6) Ignore the weekend. Weekends are for workers, not for students. Bars hike up prices, old people bare flesh and violent townies emerge, tooled up to the eyeballs. Far better to plan nights when there will be student promotions. 10 drinks for the price of 1, pvc toga parties etc… They’re usually more imaginative events, AND you’ll save lots of money.

7) Banks are disgusting, treat them with the contempt they deserve. Shop around before you open your student account. An interest-free overdraft facility is key; anything under £900 (to start with) is an absolute waste of time. Keep hassling them for increases, in most cases they’ll back down. There is no shame involved here; the chances are you’ll be with your bank for a very long time. When you’re rich and famous they’ll enjoy all the lovely cash you give them. Plunder those warty charlatans for everything they’ve got – money improves student hood no end!
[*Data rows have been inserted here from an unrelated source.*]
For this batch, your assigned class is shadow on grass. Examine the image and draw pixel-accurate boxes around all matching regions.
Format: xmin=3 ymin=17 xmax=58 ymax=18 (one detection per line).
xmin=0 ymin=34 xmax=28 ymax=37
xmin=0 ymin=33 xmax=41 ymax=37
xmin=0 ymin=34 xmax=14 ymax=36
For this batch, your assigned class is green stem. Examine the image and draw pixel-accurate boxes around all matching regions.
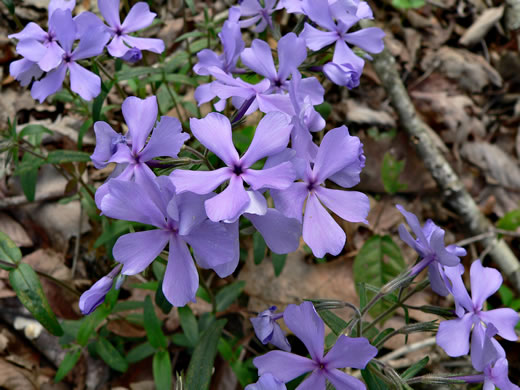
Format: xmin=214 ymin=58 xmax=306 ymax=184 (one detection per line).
xmin=95 ymin=59 xmax=128 ymax=99
xmin=162 ymin=72 xmax=185 ymax=123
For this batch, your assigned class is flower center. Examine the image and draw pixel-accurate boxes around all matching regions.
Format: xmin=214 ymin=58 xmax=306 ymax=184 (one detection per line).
xmin=232 ymin=164 xmax=244 ymax=176
xmin=63 ymin=53 xmax=73 ymax=63
xmin=114 ymin=27 xmax=123 ymax=37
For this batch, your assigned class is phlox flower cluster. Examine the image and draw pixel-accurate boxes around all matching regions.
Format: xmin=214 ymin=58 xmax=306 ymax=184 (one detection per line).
xmin=8 ymin=0 xmax=164 ymax=102
xmin=77 ymin=0 xmax=380 ymax=316
xmin=397 ymin=206 xmax=519 ymax=389
xmin=248 ymin=302 xmax=377 ymax=390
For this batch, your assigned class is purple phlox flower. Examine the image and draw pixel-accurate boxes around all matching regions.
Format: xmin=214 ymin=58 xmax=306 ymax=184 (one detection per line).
xmin=121 ymin=47 xmax=143 ymax=63
xmin=284 ymin=72 xmax=325 ymax=160
xmin=251 ymin=306 xmax=291 ymax=351
xmin=455 ymin=325 xmax=519 ymax=390
xmin=241 ymin=33 xmax=307 ymax=94
xmin=253 ymin=301 xmax=377 ymax=389
xmin=239 ymin=0 xmax=279 ymax=32
xmin=100 ymin=174 xmax=239 ymax=306
xmin=28 ymin=9 xmax=110 ymax=102
xmin=97 ymin=0 xmax=164 ymax=57
xmin=396 ymin=204 xmax=467 ymax=296
xmin=79 ymin=264 xmax=121 ymax=315
xmin=8 ymin=0 xmax=76 ymax=84
xmin=169 ymin=111 xmax=296 ymax=222
xmin=329 ymin=0 xmax=374 ymax=23
xmin=436 ymin=260 xmax=519 ymax=362
xmin=194 ymin=66 xmax=291 ymax=115
xmin=91 ymin=96 xmax=189 ymax=207
xmin=194 ymin=7 xmax=244 ymax=76
xmin=245 ymin=373 xmax=287 ymax=390
xmin=280 ymin=0 xmax=373 ymax=19
xmin=300 ymin=0 xmax=384 ymax=79
xmin=483 ymin=358 xmax=520 ymax=390
xmin=271 ymin=126 xmax=370 ymax=257
xmin=322 ymin=60 xmax=362 ymax=88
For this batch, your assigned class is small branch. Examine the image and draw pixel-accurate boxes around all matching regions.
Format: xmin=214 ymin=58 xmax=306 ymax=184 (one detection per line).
xmin=380 ymin=336 xmax=437 ymax=363
xmin=362 ymin=19 xmax=520 ymax=293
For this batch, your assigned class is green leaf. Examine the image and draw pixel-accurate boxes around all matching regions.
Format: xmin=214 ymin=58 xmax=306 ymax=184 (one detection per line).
xmin=353 ymin=235 xmax=406 ymax=320
xmin=381 ymin=152 xmax=407 ymax=194
xmin=2 ymin=0 xmax=15 ymax=14
xmin=55 ymin=349 xmax=81 ymax=382
xmin=9 ymin=263 xmax=63 ymax=336
xmin=497 ymin=209 xmax=520 ymax=231
xmin=19 ymin=152 xmax=39 ymax=202
xmin=77 ymin=304 xmax=111 ymax=346
xmin=78 ymin=119 xmax=93 ymax=150
xmin=18 ymin=124 xmax=52 ymax=143
xmin=127 ymin=341 xmax=156 ymax=364
xmin=315 ymin=102 xmax=332 ymax=120
xmin=144 ymin=296 xmax=168 ymax=349
xmin=92 ymin=80 xmax=114 ymax=123
xmin=184 ymin=0 xmax=196 ymax=13
xmin=401 ymin=356 xmax=429 ymax=379
xmin=318 ymin=309 xmax=348 ymax=335
xmin=372 ymin=328 xmax=395 ymax=346
xmin=499 ymin=285 xmax=514 ymax=306
xmin=272 ymin=253 xmax=287 ymax=277
xmin=155 ymin=279 xmax=173 ymax=314
xmin=178 ymin=306 xmax=199 ymax=347
xmin=0 ymin=232 xmax=22 ymax=270
xmin=95 ymin=338 xmax=128 ymax=372
xmin=46 ymin=150 xmax=91 ymax=164
xmin=253 ymin=232 xmax=266 ymax=265
xmin=153 ymin=350 xmax=172 ymax=390
xmin=186 ymin=319 xmax=227 ymax=390
xmin=361 ymin=363 xmax=390 ymax=390
xmin=14 ymin=156 xmax=44 ymax=176
xmin=391 ymin=0 xmax=425 ymax=9
xmin=215 ymin=281 xmax=245 ymax=312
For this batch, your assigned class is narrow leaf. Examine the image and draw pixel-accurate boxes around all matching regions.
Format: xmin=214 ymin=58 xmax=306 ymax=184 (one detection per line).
xmin=186 ymin=319 xmax=227 ymax=390
xmin=46 ymin=150 xmax=91 ymax=164
xmin=95 ymin=338 xmax=128 ymax=372
xmin=144 ymin=296 xmax=168 ymax=349
xmin=153 ymin=350 xmax=173 ymax=390
xmin=178 ymin=306 xmax=199 ymax=347
xmin=272 ymin=253 xmax=287 ymax=277
xmin=55 ymin=349 xmax=81 ymax=382
xmin=0 ymin=232 xmax=22 ymax=270
xmin=215 ymin=281 xmax=245 ymax=312
xmin=9 ymin=263 xmax=63 ymax=336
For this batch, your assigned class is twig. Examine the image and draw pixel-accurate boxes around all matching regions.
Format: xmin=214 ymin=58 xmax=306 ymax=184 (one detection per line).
xmin=362 ymin=19 xmax=520 ymax=293
xmin=0 ymin=191 xmax=64 ymax=210
xmin=380 ymin=336 xmax=437 ymax=363
xmin=71 ymin=201 xmax=83 ymax=277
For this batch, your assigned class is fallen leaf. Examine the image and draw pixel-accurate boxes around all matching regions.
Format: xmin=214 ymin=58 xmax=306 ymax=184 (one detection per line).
xmin=421 ymin=47 xmax=502 ymax=92
xmin=459 ymin=6 xmax=504 ymax=46
xmin=0 ymin=213 xmax=33 ymax=247
xmin=0 ymin=359 xmax=36 ymax=390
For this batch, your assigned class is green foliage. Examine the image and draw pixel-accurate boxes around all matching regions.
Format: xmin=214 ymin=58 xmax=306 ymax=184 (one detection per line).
xmin=253 ymin=232 xmax=266 ymax=265
xmin=95 ymin=337 xmax=128 ymax=372
xmin=153 ymin=350 xmax=173 ymax=390
xmin=497 ymin=209 xmax=520 ymax=231
xmin=2 ymin=0 xmax=15 ymax=14
xmin=178 ymin=306 xmax=199 ymax=347
xmin=55 ymin=349 xmax=82 ymax=382
xmin=218 ymin=338 xmax=257 ymax=386
xmin=46 ymin=150 xmax=92 ymax=164
xmin=144 ymin=296 xmax=168 ymax=349
xmin=155 ymin=279 xmax=173 ymax=314
xmin=272 ymin=253 xmax=287 ymax=276
xmin=215 ymin=281 xmax=246 ymax=312
xmin=361 ymin=363 xmax=390 ymax=390
xmin=318 ymin=309 xmax=348 ymax=335
xmin=391 ymin=0 xmax=425 ymax=9
xmin=381 ymin=152 xmax=407 ymax=194
xmin=401 ymin=356 xmax=429 ymax=379
xmin=0 ymin=232 xmax=21 ymax=270
xmin=127 ymin=342 xmax=156 ymax=364
xmin=499 ymin=285 xmax=520 ymax=311
xmin=19 ymin=152 xmax=39 ymax=201
xmin=353 ymin=235 xmax=406 ymax=319
xmin=77 ymin=304 xmax=111 ymax=346
xmin=9 ymin=263 xmax=64 ymax=336
xmin=186 ymin=319 xmax=226 ymax=390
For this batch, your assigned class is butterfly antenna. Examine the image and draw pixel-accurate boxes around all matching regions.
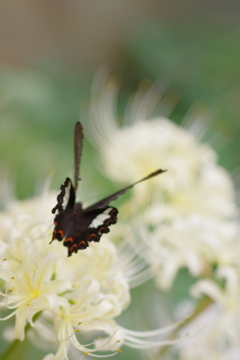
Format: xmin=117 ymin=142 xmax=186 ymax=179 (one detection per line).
xmin=74 ymin=122 xmax=83 ymax=191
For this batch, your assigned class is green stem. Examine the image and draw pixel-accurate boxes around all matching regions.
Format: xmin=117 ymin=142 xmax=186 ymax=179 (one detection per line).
xmin=0 ymin=338 xmax=28 ymax=360
xmin=158 ymin=296 xmax=213 ymax=358
xmin=178 ymin=296 xmax=213 ymax=328
xmin=0 ymin=313 xmax=41 ymax=360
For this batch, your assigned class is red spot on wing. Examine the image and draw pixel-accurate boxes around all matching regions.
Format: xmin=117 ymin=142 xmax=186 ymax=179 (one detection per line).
xmin=64 ymin=237 xmax=74 ymax=245
xmin=78 ymin=240 xmax=87 ymax=249
xmin=99 ymin=227 xmax=108 ymax=233
xmin=70 ymin=244 xmax=78 ymax=253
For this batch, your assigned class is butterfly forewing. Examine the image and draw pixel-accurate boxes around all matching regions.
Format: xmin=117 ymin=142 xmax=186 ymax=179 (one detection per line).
xmin=84 ymin=169 xmax=166 ymax=212
xmin=74 ymin=122 xmax=83 ymax=191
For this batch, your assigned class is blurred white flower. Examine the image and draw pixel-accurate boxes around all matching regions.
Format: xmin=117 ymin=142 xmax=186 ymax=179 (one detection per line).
xmin=0 ymin=189 xmax=180 ymax=359
xmin=177 ymin=266 xmax=240 ymax=360
xmin=88 ymin=76 xmax=237 ymax=289
xmin=191 ymin=266 xmax=240 ymax=345
xmin=141 ymin=215 xmax=239 ymax=289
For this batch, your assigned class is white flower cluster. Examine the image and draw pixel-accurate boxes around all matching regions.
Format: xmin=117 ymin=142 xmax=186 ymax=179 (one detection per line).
xmin=0 ymin=190 xmax=180 ymax=360
xmin=0 ymin=194 xmax=129 ymax=358
xmin=177 ymin=265 xmax=240 ymax=360
xmin=1 ymin=76 xmax=239 ymax=360
xmin=88 ymin=76 xmax=240 ymax=359
xmin=89 ymin=78 xmax=237 ymax=290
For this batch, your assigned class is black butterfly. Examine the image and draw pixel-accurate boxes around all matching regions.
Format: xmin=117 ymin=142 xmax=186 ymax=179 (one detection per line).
xmin=51 ymin=122 xmax=166 ymax=256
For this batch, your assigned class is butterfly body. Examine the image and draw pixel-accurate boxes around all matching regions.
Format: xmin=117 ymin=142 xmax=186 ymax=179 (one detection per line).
xmin=51 ymin=122 xmax=166 ymax=256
8) Only eat pasta. It’s cheap, it tastes good, is an excellent energy source, soaks up alcohol and requires very little washing up. Gourmet meals are for cooking degrees and dirty pan leavers are despised by all.

9) Sort yourself out with a sex toolkit. Shut up mum? Yes, alright, point taken. Going on the pill can be a great option, but obviously you’ll potentially end up riddled with carnally transmitted badnesses if you don’t combine them with the trusty old shrivel wrap. Know where your nearest local morning-after pill supplier is.
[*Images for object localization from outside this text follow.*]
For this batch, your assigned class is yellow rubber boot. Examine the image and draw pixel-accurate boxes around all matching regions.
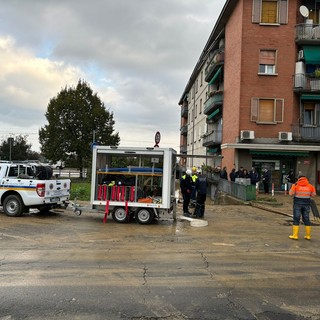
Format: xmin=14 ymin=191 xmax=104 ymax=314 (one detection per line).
xmin=304 ymin=226 xmax=311 ymax=240
xmin=289 ymin=225 xmax=299 ymax=240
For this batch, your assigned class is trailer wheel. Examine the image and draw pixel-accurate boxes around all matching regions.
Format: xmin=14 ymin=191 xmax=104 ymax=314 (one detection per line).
xmin=112 ymin=207 xmax=128 ymax=223
xmin=3 ymin=195 xmax=25 ymax=217
xmin=136 ymin=208 xmax=154 ymax=224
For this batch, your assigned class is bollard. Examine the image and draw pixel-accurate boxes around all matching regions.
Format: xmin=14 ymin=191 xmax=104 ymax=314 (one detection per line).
xmin=284 ymin=183 xmax=287 ymax=196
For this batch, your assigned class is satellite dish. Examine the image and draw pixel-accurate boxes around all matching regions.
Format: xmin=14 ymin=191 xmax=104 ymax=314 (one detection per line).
xmin=299 ymin=5 xmax=309 ymax=18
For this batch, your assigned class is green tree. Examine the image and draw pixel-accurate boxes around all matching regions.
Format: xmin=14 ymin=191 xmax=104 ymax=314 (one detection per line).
xmin=39 ymin=80 xmax=120 ymax=176
xmin=0 ymin=135 xmax=38 ymax=161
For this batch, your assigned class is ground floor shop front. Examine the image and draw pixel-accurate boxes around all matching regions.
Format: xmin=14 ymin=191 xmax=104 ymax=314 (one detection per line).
xmin=221 ymin=144 xmax=320 ymax=193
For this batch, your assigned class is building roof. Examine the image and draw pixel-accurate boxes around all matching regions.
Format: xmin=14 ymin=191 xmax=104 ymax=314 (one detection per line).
xmin=178 ymin=0 xmax=238 ymax=105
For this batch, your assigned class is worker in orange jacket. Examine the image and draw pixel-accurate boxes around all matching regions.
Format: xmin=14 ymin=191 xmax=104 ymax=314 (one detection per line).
xmin=289 ymin=174 xmax=316 ymax=240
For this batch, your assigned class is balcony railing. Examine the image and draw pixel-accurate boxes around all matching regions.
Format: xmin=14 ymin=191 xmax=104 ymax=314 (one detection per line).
xmin=295 ymin=23 xmax=320 ymax=42
xmin=202 ymin=130 xmax=222 ymax=147
xmin=181 ymin=105 xmax=188 ymax=117
xmin=292 ymin=123 xmax=320 ymax=141
xmin=293 ymin=74 xmax=320 ymax=92
xmin=204 ymin=48 xmax=224 ymax=82
xmin=204 ymin=92 xmax=223 ymax=115
xmin=180 ymin=125 xmax=188 ymax=136
xmin=180 ymin=145 xmax=187 ymax=153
10) Write, write, write. Don’t read. Transcribe. Most people have to physically etch something onto paper before it has a chance in hell of featuring in the memory. So…

– Fill your books with highlighter ink, pointy arrows, bubble writing

– Create countless mnemonics. They’re ridiculous and irritating but they really are the electric tin opener of learning. Crass and irrelevant, these babies are so quick and effective; it feels like you’re cheating. Rude ones work the best, particularly if you can throw in people you know into the equation. For example for the planets and their distance from the sun, you could have: “My Vagina Easily Makes Jim Smith Uncomfortable. No Problem.” Ok that’s underwhelming, you can do better, but if you knew Jim Smith, the chances are you would never forgot that mnemonic.

– Most lecturers are boring. Ascertain which ones send you to sleep and come to lectures prepared. Make notes of the topics they plan to cover and then switch off. Thumb through the course book and transcribe your notes rather than try and stay awake while they witter on like a lithium addled sloth bear.

Well I hope that’s whet your appetite for three English or four Scottish years of misdemeanour. The most important thing to remember is… Oh dear I can’t remember… where’s my drink.